Part A: Create a set of side-by-side box plots showing the relationship between the variables Ret_Rate (retention rate) and Region.
Part B: Compare the distributions of Ret_Rate in the Southwest and the Southeast regions. When considering just these two regions, do you see evidence of an association between Ret_Rate and Region? State “yes” or “no” and briefly explain your reasoning.
Part C: Now compare the distributions of Ret_Rate in the Southwest and New England regions. When considering just these two regions, do you see evidence of an association between Ret_Rate and Region? State “yes” or “no” and briefly explain your reasoning.
Part D: A categorical and quantitative variable are associated so long as the distribution of the quantitative variable differs across at least one pairing of categories. Based upon your answers to Parts C and D, are the variables Ret_Rate and Region associated in the “colleges” data set? Briefly explain.

$~$

Two Categorical Variables

Recall we had used bar charts to display the distribution of a single categorical variable. It is possible to modify these charts to show the relationship between two categorical variables by subdividing the bars of a univariate bar chart using a second variable, thus producing a stacked bar chart.

## Stacked bar chart
ggplot(data = colleges, aes(y = Region, fill = Type)) + geom_bar()

In this example we use the fill aesthetic to instruct ggplot to use the variable Type to subdivide each bar. Typically we’ll use either the x or y axis to show the categories of the explanatory variable, and we’ll use the fill aesthetic to incorporate the response variable.

In analyses without a clear explanatory or response variable we should map whichever variable has fewer categories to the fill aesthetic and use the x or y axis for the variable with more categories.

A disadvantage of stacked bar charts is that differing frequencies in the first variable, region in this example, make it difficult to assess whether the relative frequency of each type differs by region. In many circumstances we prefer conditional bar charts, which show the conditional distribution of the response variable for each category of the explanatory variable.

## Conditional bar chart
ggplot(data = colleges, aes(y = Region, fill = Type)) + geom_bar(position = 'fill')

The conditional bar chart makes it much easier for us to compare the Mountain region, which has the fewest number of cases, with the other regions.

Question #4:

Part A: Create a stacked bar chart showing the frequencies of Historically Black College and University (HBCU) status on the y-axis and filling these bars according to the variable Religious.
Part B: Create a conditional bar chart using the same variables from Part A.
Part C: Briefly comment upon why the conditional bar chart is more useful when assessing whether these two variables are associated.

$~$

Practice (required)

In previous sections it was obvious from examples and section title which type of graph you’d be creating. In this section you’ll practice translating research questions into effective data visualizations by identifying the explanatory and response variables, checking their types, and then creating an appropriate graph.

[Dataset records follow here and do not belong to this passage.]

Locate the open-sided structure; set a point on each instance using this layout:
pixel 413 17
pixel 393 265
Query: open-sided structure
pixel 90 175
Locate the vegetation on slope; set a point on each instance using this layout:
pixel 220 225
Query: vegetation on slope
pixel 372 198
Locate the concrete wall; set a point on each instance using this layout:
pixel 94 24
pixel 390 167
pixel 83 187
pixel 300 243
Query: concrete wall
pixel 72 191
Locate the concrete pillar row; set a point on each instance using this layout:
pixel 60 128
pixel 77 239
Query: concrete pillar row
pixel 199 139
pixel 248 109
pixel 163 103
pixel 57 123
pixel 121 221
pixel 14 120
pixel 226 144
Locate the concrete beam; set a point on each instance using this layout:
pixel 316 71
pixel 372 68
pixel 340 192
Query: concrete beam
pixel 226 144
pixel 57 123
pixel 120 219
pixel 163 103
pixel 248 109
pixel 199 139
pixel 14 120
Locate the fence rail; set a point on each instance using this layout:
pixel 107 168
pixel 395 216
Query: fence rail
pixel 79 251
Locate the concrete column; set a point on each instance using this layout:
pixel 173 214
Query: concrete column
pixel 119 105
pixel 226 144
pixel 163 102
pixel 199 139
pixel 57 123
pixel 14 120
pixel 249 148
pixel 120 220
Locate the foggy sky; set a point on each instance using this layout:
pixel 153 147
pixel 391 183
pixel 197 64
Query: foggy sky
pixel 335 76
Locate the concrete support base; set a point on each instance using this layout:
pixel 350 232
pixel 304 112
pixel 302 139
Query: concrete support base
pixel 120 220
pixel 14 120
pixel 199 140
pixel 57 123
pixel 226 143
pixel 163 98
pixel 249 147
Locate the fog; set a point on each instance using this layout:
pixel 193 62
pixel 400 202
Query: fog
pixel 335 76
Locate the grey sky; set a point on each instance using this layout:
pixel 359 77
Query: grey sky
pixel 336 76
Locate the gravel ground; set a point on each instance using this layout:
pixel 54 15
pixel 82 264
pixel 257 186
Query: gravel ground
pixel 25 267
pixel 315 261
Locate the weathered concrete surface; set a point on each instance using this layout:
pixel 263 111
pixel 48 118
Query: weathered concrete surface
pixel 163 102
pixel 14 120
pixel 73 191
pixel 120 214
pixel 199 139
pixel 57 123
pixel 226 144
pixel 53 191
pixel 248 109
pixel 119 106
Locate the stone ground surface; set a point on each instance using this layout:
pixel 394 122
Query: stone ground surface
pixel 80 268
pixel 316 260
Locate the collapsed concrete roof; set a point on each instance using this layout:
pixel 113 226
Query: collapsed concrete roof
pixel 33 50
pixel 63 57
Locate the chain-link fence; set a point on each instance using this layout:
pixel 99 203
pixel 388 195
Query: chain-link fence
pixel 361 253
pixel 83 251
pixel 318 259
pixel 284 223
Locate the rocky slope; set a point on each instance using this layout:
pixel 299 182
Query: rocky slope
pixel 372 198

Question #5: Create an appropriate data visualization to determine whether the highest degree granted by an institution is associated with the average monthly salary of its faculty. Briefly describe whether or not your graph suggests an association and explain your conclusion.

Question #6: Create an appropriate data visualization to determine whether the proportion of a college students who are female is predictive of its retention rate. Briefly describe whether or not your graph suggests an association and explain your conclusion.

Question #7: Create an appropriate data visualization to assess whether colleges that only grant bachelors degrees are more prevalent in some regions than in others. Briefly describe whether or not your graph suggests and association and explain your conclusion.